İnsanlık, tarih boyunca kendisini tanımlama ihtiyacı hissetmiş ve bunu yaparken de “ben ve diğerleri” olgusu belirleyici faktör olmuştur. Bu ‘ben’in içinde aile, ırk, inançlar, dünya görüşü, cinsel yönelim/kimlik, fiziksel özellikler, içinde bulunduğu coğrafya ve toplumun kültürel yapısı ile ve siyasi konjonktür etkili olmuştur. ‘Diğerleri’ ise bunun dışında kalanlardır ve tüm bunlarla birlikte öznenin/toplumun, yukarda saydığım olgulara kendisini ne kadar “ait” hissettiği, kimliğini tanımlamada en belirleyici faktördür. 

Buradaki en belirleyici faktör “aidiyet” hissiyatıdır.
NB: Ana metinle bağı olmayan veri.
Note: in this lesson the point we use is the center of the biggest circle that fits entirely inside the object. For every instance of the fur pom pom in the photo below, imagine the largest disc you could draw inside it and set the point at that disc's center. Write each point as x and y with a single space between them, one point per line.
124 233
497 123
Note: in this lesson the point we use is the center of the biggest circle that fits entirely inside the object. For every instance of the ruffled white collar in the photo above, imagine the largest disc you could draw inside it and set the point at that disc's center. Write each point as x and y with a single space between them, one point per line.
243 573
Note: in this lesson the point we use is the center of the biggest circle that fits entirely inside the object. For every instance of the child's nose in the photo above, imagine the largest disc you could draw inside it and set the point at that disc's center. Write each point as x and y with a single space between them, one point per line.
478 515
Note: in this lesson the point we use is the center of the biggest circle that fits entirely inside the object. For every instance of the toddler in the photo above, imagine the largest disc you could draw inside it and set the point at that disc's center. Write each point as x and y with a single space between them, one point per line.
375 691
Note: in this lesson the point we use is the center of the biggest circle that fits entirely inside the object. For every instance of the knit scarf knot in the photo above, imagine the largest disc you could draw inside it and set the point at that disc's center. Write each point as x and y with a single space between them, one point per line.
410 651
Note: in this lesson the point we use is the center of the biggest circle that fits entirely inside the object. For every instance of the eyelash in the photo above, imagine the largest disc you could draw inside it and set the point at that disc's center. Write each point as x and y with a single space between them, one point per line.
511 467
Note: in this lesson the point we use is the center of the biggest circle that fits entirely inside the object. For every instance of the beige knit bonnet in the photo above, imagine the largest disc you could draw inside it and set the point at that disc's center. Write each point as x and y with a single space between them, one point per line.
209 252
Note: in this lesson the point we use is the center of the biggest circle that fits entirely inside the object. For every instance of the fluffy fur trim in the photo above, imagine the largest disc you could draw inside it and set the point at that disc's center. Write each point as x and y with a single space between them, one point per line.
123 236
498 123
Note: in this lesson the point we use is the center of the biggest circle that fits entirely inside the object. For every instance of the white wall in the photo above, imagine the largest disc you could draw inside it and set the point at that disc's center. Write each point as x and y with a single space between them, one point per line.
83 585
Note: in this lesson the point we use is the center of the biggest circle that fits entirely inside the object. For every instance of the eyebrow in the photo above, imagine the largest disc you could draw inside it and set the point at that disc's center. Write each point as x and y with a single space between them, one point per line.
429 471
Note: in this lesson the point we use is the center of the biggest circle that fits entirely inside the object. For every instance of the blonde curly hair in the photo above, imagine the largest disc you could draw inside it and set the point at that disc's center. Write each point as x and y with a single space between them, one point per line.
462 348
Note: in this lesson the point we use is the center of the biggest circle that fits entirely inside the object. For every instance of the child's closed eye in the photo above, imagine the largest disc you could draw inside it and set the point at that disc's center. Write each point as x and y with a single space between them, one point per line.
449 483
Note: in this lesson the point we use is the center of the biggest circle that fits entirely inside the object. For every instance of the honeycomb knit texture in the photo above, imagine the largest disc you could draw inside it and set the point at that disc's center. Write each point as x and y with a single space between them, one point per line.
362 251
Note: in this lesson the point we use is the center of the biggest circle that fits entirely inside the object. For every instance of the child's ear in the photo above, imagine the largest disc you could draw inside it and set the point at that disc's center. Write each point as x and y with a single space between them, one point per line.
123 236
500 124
Çünkü özneler; içinde bulunmak istedikleri grupları, toplulukları, arkadaş seçimlerini aidiyet olgusu üzerinden belirler. Bu seçimlerdeki en temel faktör, öznenin diğer özneler ve topluluklarla kendi benliği içinde kesişebildiği ölçüde ilişkilenmeler kurar. Bu yüzden bir öznenin diğer özneler/topluluklarla ilişkilenme biçimi aynı düzeyde değildir. 

Özne, kimi özneler topluluklarla inanç üzerinden kesişme durumundadır. Kendisini ait hissedebildiği için rahat bir şekilde ve güvende hissederek ilişkilenmelerde bulunurken; yine inanç üzerinden aidiyet hissi oluşmadığı için cinsel yönelim/kimlik veya aile yapısı üzerine yada kültürel konularda kesişmediği zaman rahat ve güvende hissedemeyebiliyor. Kısaca özetleyecek olursak tüm ilişkilenme biçimlerinde kendini ait hissedebildiğin kadarsın.